La procura di Firenze ha riaperto le indagini sulle stragi dopo le intercettazioni in carcere di Graviano con Umberto Adinolfi. Sul registro degli indagati erano iscritti i nomi di Silvio Berlusconi e Marcello Dell’Utri, almeno fino al novembre dello scorso anno. Grazie al fatto che figurasse tra gli indagati per le stragi del 1993, infatti, il leader di Forza Italia si è potuto avvalere della facoltà di non rispondere quando è stato citato come testimone al processo sulla Trattativa tra pezzi dello Stato e Cosa nostra.

Il nome di Berlusconi è stato evocato più volte dallo stesso Graviano durante le udienze del processo Ndrangheta stragista, in corso davanti alla corte d’Assise di Reggio Calabria. Durante una serie di udienze il boss di Brancaccio ha sostenuto di essere stato in affari con l’ex presidente del consiglio, grazie agli investimenti compiuti dal nonno a Milano negli anni ’70. Ha parlato di “imprenditori di Milano” che non volevano fermare le stragi. E poi ha invitato la procura a indagare sul suo arresto per scoprire i mandanti delle stesse stragi. “Vada a indagare sul mio arresto e sull’arresto di mio fratello Filippo e scoprirà i veri mandanti delle stragi, scoprirà chi ha ucciso il poliziotto Agostino e la moglie, scoprirà tante cose”, ha detto Graviano al procuratore aggiunto Giuseppe Lombardo il 23 gennaio scorso. Che intendeva dire ? Cosa c’entra il suo arresto con l’omicidio mai risolto del poliziotto Nino Agostino, ucciso in Sicilia insieme alla moglie del 1989? E che c’entra l’arresto dei Graviano coi mandanti delle stragi?

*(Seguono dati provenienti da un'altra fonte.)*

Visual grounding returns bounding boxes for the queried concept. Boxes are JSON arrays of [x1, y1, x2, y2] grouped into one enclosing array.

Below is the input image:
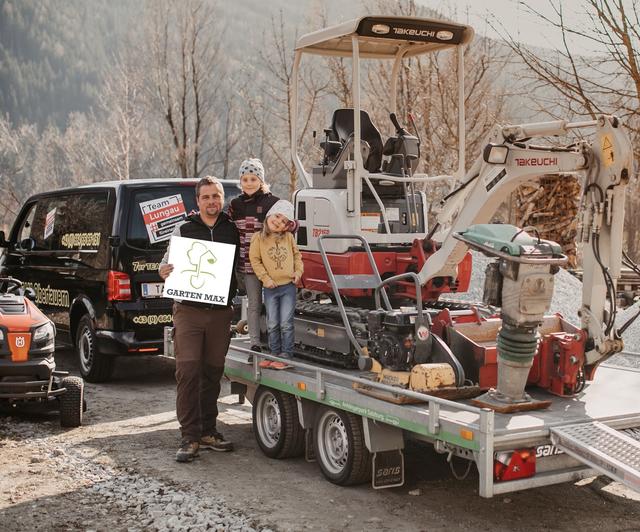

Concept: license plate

I fratelli di Brancaccio vengono fermati a Milano. A incastrarli è involontariamente Giuseppe D’Agostino, un palermitano che va trovarli a Milano per accompagnare il figlio Gaetano a fare un provino con i pulcini Milan. “Se i carabinieri diranno la verità su come sono andati i fatti, se anche D’Agostino Giuseppe dirà chi li ha invitati a fare il provino al Milan, e la società di Milano, voi scoprirete chi sono i veri mandanti”, ha detto tra le altre cose il boss in aula. Il pm lo ha incalzato: “Lei ci vuole dire oggi chi sono i responsabili delle stragi?”. “Io non faccio l’investigatore”, ha risposto fiero il boss prima di aggiungere: “Io dentro al carcere ho incontrato certe persone, che mi hanno raccontato che a imprenditori di Milano interessava che non si fermassero le stragi”. Chi sono questi imprenditori? “Madre natura”, come lo chiamavano i suoi uomini, non ha risposto limitandosi a dire semplicemente che “si evince anche dalle intercettazioni con Adinolfi. Io parlo di un imprenditore, come si evince dalle intercettazioni, però a me non fate dire nessun nome perché io non riferirò nessun nome”. Poi il pm ha esplicitato la madre di tutte le domande: “Silvio Berlusconi è tra i veri mandanti delle stragi?”. Graviano, però, non ha risposto. Prima si è innervosito. Poi, redarguito dalla giudice Ornella Pastore, ha detto: “Dottoressa, io per il momento non mi ricordo”. L’ennesimo messaggio trasversale del boss che custodisce i segreti delle stragi.